Asimismo, la Guardia Civil desarrolló otra intervención en el Ayuntamiento de Almogía (Málaga), regido por el PSOE, que se relaciona con presuntos delitos de prevaricación por irregularidades urbanísticas.
La corrupción es un fenómeno transversal que puede afectar a políticos relacionados con unos u otros partidos y ello refuerza el efecto de provocar un serio desprestigio de la clase política ante los ciudadanos.
En definitiva, esta lacra produce un grave daño a la legitimidad democrática y, por tanto, debe ser combatida con absoluto rigor.
La Fiscalía Anticorrupción y, en general, todos los poderes públicos tienen el deber de actuar de forma implacable en estos asuntos, siempre con criterios de estricta igualdad ante la ley.
Más aún, cualquier indicio de discriminación o partidismo en el funcionamiento de las instituciones del Estado agrava las consecuencias de la corrupción y acreciente el desencanto de una sociedad que oscila entre la indignación y el escepticismo.
La confusión interesada entre gestión urbanística, financiación de los partidos y maniobras oscuras en los ayuntamientos -muchas veces, con casos de transfuguismo- produce pruebas evidentes acerca de la necesidad de un control efectivo en el plano jurídico y político.
Las comunidades autónomas no son ajenas a esta situación, porque la permisividad excesiva ya demostró sus efectos negativos en el caso emblemático de Marbella.
De nuevo la Junta de Andalucía debe afrontar el reproche social por su ineficacia a la hora de intervenir. Estamos, por tanto, ante un problema que no puede ser reducido a casos aislados ni atribuido a un solo partido, como algunos pretenden con un profundo sectarismo ideológico.
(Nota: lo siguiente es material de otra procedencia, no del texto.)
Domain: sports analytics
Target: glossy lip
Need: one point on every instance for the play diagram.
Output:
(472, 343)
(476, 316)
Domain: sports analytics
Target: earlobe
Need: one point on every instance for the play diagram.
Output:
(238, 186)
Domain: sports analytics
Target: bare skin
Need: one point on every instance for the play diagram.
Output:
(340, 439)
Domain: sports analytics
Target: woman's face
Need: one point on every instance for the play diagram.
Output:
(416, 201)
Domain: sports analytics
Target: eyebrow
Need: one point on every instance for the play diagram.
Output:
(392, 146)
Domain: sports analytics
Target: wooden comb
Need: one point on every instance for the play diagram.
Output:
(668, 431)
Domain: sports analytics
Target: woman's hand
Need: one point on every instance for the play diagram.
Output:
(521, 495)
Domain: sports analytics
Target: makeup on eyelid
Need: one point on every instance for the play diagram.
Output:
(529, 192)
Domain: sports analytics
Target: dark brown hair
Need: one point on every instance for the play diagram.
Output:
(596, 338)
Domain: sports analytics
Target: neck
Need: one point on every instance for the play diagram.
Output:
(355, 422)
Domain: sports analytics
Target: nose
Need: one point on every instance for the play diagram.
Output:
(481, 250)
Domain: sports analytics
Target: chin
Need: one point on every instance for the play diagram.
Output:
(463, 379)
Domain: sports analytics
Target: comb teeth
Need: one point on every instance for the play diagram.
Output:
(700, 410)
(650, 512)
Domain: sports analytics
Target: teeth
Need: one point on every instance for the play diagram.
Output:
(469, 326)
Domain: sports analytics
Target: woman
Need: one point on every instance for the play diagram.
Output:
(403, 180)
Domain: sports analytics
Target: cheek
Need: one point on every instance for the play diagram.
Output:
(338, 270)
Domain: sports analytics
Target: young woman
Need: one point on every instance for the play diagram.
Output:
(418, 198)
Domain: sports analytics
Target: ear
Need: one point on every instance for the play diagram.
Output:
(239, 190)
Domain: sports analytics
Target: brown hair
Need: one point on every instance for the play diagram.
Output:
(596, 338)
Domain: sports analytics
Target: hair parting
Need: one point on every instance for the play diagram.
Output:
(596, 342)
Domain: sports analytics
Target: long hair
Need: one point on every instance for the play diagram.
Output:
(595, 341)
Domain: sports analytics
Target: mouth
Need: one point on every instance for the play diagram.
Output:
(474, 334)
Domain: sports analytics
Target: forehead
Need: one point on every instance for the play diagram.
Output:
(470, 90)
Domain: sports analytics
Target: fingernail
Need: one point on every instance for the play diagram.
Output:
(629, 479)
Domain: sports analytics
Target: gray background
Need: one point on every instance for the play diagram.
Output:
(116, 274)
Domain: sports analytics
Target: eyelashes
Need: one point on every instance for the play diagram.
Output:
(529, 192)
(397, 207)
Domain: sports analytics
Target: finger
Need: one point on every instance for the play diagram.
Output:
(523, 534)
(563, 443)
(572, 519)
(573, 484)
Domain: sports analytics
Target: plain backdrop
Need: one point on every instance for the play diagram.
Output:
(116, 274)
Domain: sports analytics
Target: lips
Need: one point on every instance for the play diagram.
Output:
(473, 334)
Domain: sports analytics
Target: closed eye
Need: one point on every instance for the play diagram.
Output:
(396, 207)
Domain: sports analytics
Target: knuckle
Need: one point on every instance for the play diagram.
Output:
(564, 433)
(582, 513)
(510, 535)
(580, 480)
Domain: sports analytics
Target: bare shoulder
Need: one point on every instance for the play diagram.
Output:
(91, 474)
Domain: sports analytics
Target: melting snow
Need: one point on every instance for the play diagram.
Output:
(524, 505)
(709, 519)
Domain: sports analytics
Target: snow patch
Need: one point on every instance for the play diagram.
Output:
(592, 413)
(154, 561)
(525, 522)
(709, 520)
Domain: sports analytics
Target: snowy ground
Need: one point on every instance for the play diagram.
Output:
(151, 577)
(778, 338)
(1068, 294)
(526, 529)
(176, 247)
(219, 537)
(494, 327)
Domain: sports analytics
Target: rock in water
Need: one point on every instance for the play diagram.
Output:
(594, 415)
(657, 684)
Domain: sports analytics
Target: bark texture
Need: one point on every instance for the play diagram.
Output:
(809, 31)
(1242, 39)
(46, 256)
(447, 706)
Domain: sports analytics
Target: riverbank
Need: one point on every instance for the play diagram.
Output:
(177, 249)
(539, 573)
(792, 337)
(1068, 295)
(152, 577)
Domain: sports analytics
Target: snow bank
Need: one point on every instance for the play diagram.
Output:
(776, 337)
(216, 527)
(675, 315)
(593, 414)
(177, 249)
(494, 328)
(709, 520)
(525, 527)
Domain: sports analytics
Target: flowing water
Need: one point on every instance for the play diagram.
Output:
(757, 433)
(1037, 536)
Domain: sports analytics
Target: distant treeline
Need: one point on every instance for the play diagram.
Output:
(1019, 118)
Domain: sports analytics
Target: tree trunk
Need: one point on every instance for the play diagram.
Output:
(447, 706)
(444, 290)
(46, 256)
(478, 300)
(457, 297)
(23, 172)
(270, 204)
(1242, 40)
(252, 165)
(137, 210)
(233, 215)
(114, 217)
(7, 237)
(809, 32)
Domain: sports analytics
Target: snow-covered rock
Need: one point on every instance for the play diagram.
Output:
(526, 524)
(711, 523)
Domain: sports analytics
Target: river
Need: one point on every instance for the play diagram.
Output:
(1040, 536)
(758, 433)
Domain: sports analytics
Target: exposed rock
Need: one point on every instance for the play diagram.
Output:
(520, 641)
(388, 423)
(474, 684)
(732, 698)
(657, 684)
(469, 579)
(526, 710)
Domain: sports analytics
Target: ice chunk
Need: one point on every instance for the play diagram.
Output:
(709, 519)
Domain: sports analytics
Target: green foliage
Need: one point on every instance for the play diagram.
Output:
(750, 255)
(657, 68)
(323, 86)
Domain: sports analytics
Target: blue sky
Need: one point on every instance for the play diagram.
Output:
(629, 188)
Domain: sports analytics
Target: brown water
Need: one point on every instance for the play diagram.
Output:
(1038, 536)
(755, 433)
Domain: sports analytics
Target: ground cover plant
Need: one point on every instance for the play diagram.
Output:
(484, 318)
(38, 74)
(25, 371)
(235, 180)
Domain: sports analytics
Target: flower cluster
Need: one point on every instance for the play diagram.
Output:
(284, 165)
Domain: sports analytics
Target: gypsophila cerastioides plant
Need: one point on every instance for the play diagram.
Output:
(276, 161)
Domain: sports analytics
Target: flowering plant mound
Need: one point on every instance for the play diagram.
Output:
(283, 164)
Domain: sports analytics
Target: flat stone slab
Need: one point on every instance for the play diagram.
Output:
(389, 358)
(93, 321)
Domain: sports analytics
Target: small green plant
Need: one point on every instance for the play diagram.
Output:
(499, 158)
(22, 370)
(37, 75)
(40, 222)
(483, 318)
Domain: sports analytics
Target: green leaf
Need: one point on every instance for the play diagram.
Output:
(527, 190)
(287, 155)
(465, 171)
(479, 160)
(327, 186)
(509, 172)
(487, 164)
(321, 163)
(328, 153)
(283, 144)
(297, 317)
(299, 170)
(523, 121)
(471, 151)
Una sociedad democrática moderna tiene que reaccionar con toda energía frente a quienes intentan -y consiguen con demasiada frecuencia- obtener un lucro injustificado a través de prácticas mafiosas.
Los delitos cometidos bajo el manto protector de la autoridad pública resultan especialmente criticables porque quiebran la confianza natural entre los ciudadanos y sus representantes políticos.
Sólo la reacción contundente de las instituciones del Estado puede devolver a la sociedad esa confianza perdida.